Last Tuesday, President Marissa Kelly announced Suffolk University’s plan to return to campus and resume student life at full capacity in the fall. This is dependent on Center for Disease and Control and Prevention (CDC) guidelines and how Boston plans to tackle Fall 2021 as more community members get vaccinated and gear towards herd immunity.
Six months ago, this would have been the best possible news to hear. Student life is expected to resume, classes will be in person and life will start to go back to normal. Now, however, this email brings me stress and anxiety due to the drastic change that is going to occur.
After a year living in the pandemic, with online classes, limited social interactions and distanced living, we are finally starting to get used to this way of life. We have learned new tactics for getting the best out of online learning, developed coping mechanisms for the isolation and separation from our friends and family and are finally starting to become okay with the current situation.
Just as we gain some balance in our life, everything is about to shift once again.

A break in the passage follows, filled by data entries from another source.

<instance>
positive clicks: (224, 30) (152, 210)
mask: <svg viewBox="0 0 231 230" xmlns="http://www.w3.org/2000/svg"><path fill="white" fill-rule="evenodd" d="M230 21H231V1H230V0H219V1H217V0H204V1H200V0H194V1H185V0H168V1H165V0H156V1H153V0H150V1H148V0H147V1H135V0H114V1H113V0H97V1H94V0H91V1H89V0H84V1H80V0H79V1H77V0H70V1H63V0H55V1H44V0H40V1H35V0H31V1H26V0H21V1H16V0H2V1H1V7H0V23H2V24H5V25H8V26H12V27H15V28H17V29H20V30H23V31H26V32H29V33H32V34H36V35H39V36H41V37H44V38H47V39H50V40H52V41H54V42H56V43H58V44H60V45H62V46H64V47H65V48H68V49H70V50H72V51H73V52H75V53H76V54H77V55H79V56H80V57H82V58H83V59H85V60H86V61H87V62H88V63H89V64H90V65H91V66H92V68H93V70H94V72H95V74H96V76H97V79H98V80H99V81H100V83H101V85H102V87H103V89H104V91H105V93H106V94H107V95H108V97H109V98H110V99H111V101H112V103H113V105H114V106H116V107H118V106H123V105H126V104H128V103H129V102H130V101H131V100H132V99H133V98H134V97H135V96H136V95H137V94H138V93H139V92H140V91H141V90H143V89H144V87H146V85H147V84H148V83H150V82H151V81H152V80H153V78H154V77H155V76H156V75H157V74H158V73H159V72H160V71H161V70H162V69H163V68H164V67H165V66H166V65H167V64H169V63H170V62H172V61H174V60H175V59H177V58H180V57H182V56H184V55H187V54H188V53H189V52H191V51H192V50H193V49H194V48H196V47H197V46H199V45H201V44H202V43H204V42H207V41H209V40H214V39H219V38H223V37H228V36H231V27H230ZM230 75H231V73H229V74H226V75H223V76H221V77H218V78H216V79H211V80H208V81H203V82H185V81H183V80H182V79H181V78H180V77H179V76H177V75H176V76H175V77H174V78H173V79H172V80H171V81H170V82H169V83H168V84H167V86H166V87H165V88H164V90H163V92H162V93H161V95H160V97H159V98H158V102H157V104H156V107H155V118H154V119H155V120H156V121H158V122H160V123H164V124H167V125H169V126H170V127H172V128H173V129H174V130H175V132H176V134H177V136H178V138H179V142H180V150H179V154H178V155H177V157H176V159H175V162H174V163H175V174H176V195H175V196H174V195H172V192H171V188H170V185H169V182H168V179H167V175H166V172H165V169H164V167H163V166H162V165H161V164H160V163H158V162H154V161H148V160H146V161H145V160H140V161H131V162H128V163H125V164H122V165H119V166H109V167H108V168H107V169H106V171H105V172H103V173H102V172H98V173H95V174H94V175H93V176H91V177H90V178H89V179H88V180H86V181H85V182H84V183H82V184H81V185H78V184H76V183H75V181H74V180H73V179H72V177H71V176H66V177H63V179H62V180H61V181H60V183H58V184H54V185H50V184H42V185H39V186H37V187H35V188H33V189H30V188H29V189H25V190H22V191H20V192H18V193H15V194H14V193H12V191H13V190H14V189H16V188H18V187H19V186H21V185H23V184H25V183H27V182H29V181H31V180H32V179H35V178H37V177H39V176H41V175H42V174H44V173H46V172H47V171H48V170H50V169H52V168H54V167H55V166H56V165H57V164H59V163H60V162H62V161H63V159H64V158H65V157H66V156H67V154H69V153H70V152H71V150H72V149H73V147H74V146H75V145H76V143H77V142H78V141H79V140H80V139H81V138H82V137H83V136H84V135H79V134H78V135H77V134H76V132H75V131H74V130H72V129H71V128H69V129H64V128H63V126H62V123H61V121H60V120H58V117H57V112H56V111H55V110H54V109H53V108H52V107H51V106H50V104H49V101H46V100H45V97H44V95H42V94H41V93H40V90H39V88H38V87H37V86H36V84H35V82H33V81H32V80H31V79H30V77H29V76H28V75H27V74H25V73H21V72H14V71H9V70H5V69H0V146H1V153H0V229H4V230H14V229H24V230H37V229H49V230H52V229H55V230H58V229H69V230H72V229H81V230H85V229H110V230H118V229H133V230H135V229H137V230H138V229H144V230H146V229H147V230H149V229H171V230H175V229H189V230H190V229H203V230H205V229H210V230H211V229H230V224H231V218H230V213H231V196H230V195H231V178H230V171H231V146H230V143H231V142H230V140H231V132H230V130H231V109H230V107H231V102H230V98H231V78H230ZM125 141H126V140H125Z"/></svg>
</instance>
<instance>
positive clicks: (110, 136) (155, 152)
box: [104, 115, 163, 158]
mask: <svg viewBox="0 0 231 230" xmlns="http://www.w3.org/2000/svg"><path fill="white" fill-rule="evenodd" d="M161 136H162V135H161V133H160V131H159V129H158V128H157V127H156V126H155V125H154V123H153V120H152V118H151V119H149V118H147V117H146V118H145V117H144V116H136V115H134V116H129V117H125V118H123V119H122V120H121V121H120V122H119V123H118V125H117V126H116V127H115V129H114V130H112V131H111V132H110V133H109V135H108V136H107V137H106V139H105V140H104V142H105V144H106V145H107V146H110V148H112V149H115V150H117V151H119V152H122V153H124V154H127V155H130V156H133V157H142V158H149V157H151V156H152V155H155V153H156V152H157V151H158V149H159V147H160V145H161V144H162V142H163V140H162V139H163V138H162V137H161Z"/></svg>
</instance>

As a freshman, I came into life at Suffolk in the midst of the pandemic. I live alone on campus, in a very large room with my own bathroom. I attend my classes sitting at my dorm room desk, in my sweatpants most days, and I routinely get annoyed at the line of five people in the dining hall. My friends and I have movie nights in the lounge on the weekends and meet for dinner on the weekdays.
I have a routine—–a rhythm I developed for my new life. The first semester was an incredibly hard transition from living with my family and I feel like I am grounded and comfortable in my routine here at Suffolk.
Now, hearing the news that life is going back to some resemblance of normal next year is stressful. For me, that means living with other people, going to all my classes in person, having a much longer wait in the dining hall and having too many options to choose from in my social life.
While each of those opportunities are positive and I am excited for them all individually, receiving them all together is overwhelming.
It looks like we’re going to be having freshman year part two; when things get real.
As a whole, the news is inspiring hope that things will get better and life will be going back to normal. Normal promises all the aspects of college that I signed up for when I chose Suffolk a year ago. It’s going to be a bumpy ride and certainly will not be as luxurious as this year has been. But, we’ll make it through.
When life initially shifted, the Counseling, Health and Wellness Center and The Center for Learning and Academic Success stepped up. There has been so much support for learning on Zoom and the isolation that we are experiencing. The university has hosted many Zoom workshops geared towards students’ mental health and their success.
If we move back to campus as planned, this environment will need to continue next year. As students, we will need the support as we adjust to the changes that in-person classes and resuming student life will bring.
The Suffolk community has survived the change of the pandemic and we will survive once again when things return to normal.
Hopefully, this change will bring excitement and hope to both the community of Suffolk and the Boston community. We are beginning to see the end of the pandemic, and while normal life will be a huge change, it’s a change we need to see.